"Precision medicine," an emerging approach to health care in which a patient's genetics, diseased tissue and other factors guide clinicians to personalize treatment strategies, can dramatically improve health outcomes for people with various diseases, notably cancer.
Years of analysis of cancer specimens makes such targeted treatment possible, yet the samples being studied in the United States and Europe overwhelmingly come from people who are white. That reality means innovative new cancer treatments may have missed genetic predispositions toward cancer that are pronounced in people from non-white races and ethnicities.
A new study published by researchers at the University of Oklahoma College of Medicine at OU Health Sciences highlights racial disparities in a subset of cancer patients and, using advanced biomedical research technology, provides evidence for those differences at the molecular level. The collaborative study among researchers in Oklahoma and Alabama was led by Hiroshi Yamada, Ph.D., and Chinthalapally V. Rao, Ph.D., assistant professor of research and professor in the Department of Medicine, Section of Hematology-Oncology, as well as Upender Manne, Ph.D., professor of anatomic pathology at the University of Alabama in Birmingham. The study was published in NPJ Precision Oncology, a Nature journal publication, and the research was funded by multiple grants from the National Institutes of Health.
"People from various races, regions and communities face differences in the prevalence of cancer and survival rates from cancer," Yamada said. "Poor cancer outcomes have reasons. But the reasons have not been understood at the molecular level. Unlike social factors such as poverty or access to advanced cancer care, molecular differences in cancer can be addressed by a drug or other personalized treatment. But because molecular analyses on cancers historically have focused on samples from white people, that has created a blind spot in treatment development."
To investigate whether cancer racial disparities can be identified at the molecular level, Yamada and his team analyzed colon cancer specimens from American Indian patients in Oklahoma. In addition, researchers at the University of Alabama provided cancer specimens from African American patients in Alabama. For many years, statistics have shown that non-white populations often face cancer at a higher rate and have worse health outcomes than people who are white. Advancements in technology now allow researchers to find evidence for those disparities at the molecular level.

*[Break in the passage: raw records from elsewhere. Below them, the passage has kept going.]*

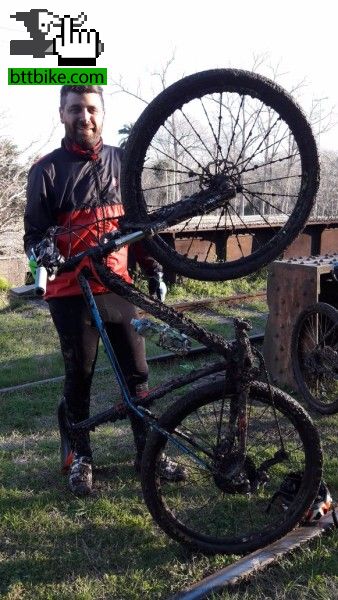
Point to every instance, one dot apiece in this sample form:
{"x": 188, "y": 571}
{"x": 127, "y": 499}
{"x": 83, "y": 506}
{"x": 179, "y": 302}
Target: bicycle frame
{"x": 237, "y": 356}
{"x": 215, "y": 343}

Yamada and his team indeed discovered differences in American Indians and African Americans, as compared to white Americans, in two important areas: gene expression (instructions in the DNA that tell cells what to do) and cytokines (proteins that play a role in how cells interact and communicate with each other). Because of what researchers know about those differences, some of the colon cancer drugs under development -- mostly based on data from cancer samples of white patients -- may be less effective for American Indians or African Americans, Yamada said.
"This study highlights potential targets for colon cancer prevention and treatment in American Indians and African Americans, which is information that would not be available through the analysis of cancer specimens from white populations alone," Yamada said.
Yamada said that racial/ethnic groups share biological "patterning" that occurs because of social constructs (not unchangeable characteristics), as well as dietary habits, geographic locations, and other cultural practices and lifestyles. It is essentially impossible to separate these elements that make up biological patterning, he said, but from the standpoint of research, race is an important trait to consider.
Yamada said he hopes his study raises awareness about the shortage of cancer specimens from non-white populations and bolsters the effort to diversify samples for research. He also plans to continue his research in this area by investigating the function of genes that could be influencing colon cancer development and treatment outcomes in American Indians and African Americans. In the United States, colon cancer is the third most common cancer diagnosed in both men and women and, in 2022, was the second most common cause of cancer death.
"Molecular analysis is a new research tool in the field of cancer disparities," said Yamada, who is among the early adopters of the approach. "Molecular analysis according to race, or any population vulnerable to cancer, will help to identify specific cancer traits, which can be used in the development of precision medicine. This approach will improve poor health outcomes in minorities who have cancer."